In the last post about adaptogens, I said that adaptogens can help people cope better with stress. But what actually is stress and why do adaptogens work in this way?
The word stress originally comes from material science and means: to adapt, to bend, to distort. So when a stressor came at us in evolution and tried to bend us, the adequate response over millions of years was that we reacted with adaptation, that is with adaptation. Then the stress had a purpose. It would then have been an eustress, a positive stress and not a distress.
Today, however, we live in a time in which artificial and unproductive stress has taken over to such an extent that the balance between ego and environment - one also speaks of allostatic load - is dramatically disturbed in most people.
The stress response is responsible for our organs wearing out, our cardiovascular system becoming overloaded and much more. For example, neurogenesis, the formation of new brain cells, is also blocked by stress hormones.
Our behaviour is affected by stress.
Our behaviour is altered by the release of serotonin and noradrenaline so that we no longer react like humans - cerebrum - but rather like reptiles - brain stem.
In other words: We become reactive automatons and lose our mental space, which is what makes us human. Being human: That glorious always being able to start over and reinvent ourselves!

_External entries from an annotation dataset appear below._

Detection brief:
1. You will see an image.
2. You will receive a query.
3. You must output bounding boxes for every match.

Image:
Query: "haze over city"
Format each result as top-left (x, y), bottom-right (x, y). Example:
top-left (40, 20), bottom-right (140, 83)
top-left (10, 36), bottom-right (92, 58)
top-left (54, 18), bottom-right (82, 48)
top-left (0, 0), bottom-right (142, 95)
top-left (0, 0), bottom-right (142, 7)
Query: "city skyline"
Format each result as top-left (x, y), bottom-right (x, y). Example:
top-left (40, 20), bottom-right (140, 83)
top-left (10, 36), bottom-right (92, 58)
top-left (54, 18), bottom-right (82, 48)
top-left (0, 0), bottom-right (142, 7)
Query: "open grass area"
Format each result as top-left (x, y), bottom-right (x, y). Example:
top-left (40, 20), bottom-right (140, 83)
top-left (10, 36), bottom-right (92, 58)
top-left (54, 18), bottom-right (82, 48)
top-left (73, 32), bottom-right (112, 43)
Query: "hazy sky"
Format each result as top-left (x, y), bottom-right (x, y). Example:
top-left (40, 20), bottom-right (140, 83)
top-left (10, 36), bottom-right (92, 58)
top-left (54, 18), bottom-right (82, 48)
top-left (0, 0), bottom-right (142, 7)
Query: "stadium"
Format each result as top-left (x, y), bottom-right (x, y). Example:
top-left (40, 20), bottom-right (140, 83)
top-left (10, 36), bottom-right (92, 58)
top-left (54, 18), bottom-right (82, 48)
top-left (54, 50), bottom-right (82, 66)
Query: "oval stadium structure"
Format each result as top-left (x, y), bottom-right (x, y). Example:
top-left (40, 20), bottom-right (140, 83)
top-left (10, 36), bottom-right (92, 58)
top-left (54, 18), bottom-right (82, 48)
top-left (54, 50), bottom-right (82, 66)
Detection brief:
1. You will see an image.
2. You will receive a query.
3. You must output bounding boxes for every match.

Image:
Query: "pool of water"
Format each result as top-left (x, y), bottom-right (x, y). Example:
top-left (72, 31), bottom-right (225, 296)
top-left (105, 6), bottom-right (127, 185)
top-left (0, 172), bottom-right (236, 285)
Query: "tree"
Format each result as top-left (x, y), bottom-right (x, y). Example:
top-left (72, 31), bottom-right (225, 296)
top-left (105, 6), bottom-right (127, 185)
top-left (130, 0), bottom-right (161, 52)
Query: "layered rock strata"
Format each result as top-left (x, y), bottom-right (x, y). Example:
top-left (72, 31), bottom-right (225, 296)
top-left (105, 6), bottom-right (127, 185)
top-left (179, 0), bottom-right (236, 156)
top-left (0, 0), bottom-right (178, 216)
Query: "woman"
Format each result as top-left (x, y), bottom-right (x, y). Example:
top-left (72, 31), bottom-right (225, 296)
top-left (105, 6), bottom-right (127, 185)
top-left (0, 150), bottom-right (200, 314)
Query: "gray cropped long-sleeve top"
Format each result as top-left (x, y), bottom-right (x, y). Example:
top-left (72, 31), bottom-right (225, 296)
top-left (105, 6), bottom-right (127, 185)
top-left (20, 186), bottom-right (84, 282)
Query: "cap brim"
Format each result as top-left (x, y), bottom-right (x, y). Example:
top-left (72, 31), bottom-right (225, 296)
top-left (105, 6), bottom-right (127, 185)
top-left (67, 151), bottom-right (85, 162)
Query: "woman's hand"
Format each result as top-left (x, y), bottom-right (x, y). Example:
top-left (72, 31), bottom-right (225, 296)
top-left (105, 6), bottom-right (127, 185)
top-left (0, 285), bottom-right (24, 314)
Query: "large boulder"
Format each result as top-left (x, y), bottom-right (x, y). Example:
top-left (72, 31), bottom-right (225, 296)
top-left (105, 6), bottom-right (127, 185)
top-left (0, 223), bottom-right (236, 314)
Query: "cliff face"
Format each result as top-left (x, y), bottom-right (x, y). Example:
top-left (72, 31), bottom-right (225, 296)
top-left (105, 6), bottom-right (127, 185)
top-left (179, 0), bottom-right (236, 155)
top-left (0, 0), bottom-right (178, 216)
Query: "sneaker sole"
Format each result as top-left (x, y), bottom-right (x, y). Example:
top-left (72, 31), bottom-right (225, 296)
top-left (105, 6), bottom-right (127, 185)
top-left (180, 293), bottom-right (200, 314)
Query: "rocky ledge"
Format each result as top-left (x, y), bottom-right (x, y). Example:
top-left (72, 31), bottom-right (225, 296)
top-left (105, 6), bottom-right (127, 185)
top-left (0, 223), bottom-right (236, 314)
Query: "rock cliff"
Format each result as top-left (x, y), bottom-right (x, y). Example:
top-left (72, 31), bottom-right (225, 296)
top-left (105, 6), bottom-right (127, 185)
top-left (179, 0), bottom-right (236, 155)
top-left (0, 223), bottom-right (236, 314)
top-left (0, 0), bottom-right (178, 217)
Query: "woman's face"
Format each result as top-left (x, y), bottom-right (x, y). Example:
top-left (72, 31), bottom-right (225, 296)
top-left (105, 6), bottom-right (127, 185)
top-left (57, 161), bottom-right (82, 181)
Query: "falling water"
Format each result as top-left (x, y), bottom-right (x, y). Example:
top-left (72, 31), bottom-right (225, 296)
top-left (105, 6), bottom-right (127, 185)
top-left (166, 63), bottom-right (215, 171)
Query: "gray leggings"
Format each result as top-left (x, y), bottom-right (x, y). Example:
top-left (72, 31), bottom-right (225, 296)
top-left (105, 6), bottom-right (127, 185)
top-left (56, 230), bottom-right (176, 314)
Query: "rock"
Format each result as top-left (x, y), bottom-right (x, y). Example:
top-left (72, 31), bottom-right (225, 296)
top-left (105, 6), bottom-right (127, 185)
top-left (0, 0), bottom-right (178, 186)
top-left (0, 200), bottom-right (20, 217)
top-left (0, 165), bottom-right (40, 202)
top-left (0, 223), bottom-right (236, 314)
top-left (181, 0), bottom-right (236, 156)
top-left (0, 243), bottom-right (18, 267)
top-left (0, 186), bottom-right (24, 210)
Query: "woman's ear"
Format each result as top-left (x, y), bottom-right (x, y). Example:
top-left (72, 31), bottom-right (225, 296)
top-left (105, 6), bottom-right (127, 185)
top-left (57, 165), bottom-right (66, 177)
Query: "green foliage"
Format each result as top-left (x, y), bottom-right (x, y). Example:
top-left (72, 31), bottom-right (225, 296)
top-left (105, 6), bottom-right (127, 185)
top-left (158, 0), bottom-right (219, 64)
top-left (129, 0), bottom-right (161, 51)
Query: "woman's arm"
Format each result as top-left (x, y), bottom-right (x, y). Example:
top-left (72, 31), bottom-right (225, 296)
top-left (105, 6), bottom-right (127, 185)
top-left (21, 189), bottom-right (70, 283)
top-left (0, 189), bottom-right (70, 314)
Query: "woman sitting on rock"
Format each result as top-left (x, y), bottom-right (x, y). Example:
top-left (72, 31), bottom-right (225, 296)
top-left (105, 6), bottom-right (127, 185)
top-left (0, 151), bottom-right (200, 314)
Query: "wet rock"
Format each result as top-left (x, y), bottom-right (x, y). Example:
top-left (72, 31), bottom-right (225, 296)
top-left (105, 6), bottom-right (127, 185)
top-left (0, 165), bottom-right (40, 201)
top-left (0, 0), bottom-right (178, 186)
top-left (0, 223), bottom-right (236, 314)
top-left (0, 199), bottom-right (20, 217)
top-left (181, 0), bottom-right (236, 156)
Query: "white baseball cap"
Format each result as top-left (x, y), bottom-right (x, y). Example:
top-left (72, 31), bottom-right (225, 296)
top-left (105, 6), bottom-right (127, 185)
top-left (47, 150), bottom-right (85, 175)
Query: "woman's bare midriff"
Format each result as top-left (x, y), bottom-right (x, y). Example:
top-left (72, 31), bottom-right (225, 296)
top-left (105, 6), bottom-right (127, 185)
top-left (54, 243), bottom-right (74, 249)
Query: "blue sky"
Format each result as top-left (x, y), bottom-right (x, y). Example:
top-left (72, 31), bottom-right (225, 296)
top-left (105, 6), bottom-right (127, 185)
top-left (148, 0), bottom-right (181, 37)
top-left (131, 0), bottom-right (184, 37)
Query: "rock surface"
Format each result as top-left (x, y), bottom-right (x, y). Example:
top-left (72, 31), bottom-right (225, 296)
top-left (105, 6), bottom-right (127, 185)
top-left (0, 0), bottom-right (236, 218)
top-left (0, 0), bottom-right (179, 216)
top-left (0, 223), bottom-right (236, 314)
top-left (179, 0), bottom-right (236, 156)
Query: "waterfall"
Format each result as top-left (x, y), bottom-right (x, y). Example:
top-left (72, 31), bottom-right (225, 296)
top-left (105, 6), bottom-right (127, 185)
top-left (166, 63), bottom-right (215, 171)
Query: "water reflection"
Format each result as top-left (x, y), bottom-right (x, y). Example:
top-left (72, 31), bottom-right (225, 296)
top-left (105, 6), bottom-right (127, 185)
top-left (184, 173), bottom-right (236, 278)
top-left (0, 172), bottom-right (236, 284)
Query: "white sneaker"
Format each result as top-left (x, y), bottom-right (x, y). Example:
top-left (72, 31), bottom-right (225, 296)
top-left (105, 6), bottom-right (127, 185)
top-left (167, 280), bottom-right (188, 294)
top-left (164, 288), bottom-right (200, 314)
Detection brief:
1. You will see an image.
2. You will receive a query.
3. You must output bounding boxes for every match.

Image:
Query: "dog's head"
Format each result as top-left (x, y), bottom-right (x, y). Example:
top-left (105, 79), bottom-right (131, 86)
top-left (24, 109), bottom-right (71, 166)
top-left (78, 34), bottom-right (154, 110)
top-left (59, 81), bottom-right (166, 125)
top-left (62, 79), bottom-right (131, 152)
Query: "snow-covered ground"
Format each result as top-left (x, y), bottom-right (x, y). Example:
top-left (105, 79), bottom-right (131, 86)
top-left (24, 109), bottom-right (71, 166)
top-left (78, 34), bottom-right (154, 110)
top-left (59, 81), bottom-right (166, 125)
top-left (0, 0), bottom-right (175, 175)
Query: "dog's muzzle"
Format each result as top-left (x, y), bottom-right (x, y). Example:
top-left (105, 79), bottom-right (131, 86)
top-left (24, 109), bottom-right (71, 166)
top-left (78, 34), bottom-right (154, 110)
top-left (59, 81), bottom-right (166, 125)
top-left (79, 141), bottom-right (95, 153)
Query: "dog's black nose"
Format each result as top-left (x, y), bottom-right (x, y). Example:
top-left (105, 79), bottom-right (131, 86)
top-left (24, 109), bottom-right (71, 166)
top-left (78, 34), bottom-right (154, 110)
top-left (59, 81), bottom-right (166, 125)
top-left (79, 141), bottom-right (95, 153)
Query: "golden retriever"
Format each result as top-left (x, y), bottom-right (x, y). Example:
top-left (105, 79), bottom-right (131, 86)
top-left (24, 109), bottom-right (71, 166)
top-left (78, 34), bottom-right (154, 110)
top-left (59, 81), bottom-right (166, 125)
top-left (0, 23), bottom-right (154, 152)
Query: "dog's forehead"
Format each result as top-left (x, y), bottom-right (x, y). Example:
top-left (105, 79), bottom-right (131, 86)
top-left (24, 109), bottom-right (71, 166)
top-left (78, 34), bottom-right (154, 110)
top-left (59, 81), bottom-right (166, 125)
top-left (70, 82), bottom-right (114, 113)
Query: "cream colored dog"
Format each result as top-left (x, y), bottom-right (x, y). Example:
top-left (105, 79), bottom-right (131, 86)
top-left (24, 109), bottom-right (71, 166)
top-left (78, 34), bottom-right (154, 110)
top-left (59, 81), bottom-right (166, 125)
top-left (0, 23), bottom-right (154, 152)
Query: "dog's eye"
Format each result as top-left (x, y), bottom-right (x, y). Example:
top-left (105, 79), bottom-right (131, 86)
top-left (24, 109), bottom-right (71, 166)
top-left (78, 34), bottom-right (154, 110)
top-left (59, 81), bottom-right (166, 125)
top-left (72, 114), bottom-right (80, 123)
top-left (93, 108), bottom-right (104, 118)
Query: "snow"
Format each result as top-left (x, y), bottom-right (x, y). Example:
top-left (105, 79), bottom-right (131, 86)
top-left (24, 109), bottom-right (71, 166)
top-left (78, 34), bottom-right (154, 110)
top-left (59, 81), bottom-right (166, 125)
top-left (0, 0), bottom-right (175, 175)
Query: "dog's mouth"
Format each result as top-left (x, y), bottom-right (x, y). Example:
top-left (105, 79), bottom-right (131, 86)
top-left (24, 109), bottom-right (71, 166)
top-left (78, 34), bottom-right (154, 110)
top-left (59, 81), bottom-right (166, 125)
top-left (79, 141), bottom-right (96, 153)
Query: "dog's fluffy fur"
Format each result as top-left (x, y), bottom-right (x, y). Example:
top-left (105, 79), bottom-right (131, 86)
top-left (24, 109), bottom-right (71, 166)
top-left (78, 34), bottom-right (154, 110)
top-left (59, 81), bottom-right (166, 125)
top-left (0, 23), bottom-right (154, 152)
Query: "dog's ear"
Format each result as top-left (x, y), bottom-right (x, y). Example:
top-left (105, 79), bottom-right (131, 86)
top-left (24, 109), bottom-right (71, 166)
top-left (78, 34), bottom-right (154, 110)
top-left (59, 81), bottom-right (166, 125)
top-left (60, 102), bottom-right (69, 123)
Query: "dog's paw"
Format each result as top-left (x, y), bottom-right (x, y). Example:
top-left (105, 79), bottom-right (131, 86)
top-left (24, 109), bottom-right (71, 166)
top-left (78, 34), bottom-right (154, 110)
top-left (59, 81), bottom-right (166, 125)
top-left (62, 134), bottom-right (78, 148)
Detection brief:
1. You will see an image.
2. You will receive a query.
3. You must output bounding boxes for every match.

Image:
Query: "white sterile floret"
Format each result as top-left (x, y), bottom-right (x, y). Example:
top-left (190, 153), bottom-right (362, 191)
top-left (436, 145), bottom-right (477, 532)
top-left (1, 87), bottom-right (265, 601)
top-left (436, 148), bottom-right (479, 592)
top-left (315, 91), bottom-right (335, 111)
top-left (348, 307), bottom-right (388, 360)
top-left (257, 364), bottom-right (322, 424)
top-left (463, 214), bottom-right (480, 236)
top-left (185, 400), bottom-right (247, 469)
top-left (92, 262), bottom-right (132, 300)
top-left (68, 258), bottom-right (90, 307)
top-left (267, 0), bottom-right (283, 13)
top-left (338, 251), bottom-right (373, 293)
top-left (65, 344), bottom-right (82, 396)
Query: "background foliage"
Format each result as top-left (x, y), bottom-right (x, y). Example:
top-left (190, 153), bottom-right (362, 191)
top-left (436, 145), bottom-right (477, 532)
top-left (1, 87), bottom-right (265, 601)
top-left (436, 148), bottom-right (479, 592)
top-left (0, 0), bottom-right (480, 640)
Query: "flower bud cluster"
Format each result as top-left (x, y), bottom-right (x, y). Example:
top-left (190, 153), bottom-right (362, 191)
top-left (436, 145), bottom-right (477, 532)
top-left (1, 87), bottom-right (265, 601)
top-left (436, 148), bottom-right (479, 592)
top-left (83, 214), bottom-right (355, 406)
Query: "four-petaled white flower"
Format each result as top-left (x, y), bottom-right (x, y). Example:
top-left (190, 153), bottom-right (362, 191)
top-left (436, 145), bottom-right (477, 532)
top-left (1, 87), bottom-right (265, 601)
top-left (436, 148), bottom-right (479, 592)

On the physical level, the stress response is mediated by the so-called HPA axis. This refers to the hypothalamus, pituitary gland and adrenal cortex, which release certain substances such as cortisol, adrenaline, etc. This is where adaptogens intervene. This is precisely where adaptogens intervene biochemically.
Adaptogens regulate and curb the release of stress hormones at the physical level. The number of studies investigating these mechanisms is growing exponentially every year. This is also because stress is partly responsible for many of our diseases of civilisation.
So adaptogens could potentially be a building block of health for people who want to free themselves from a state of chronic exhaustion, also called burn out.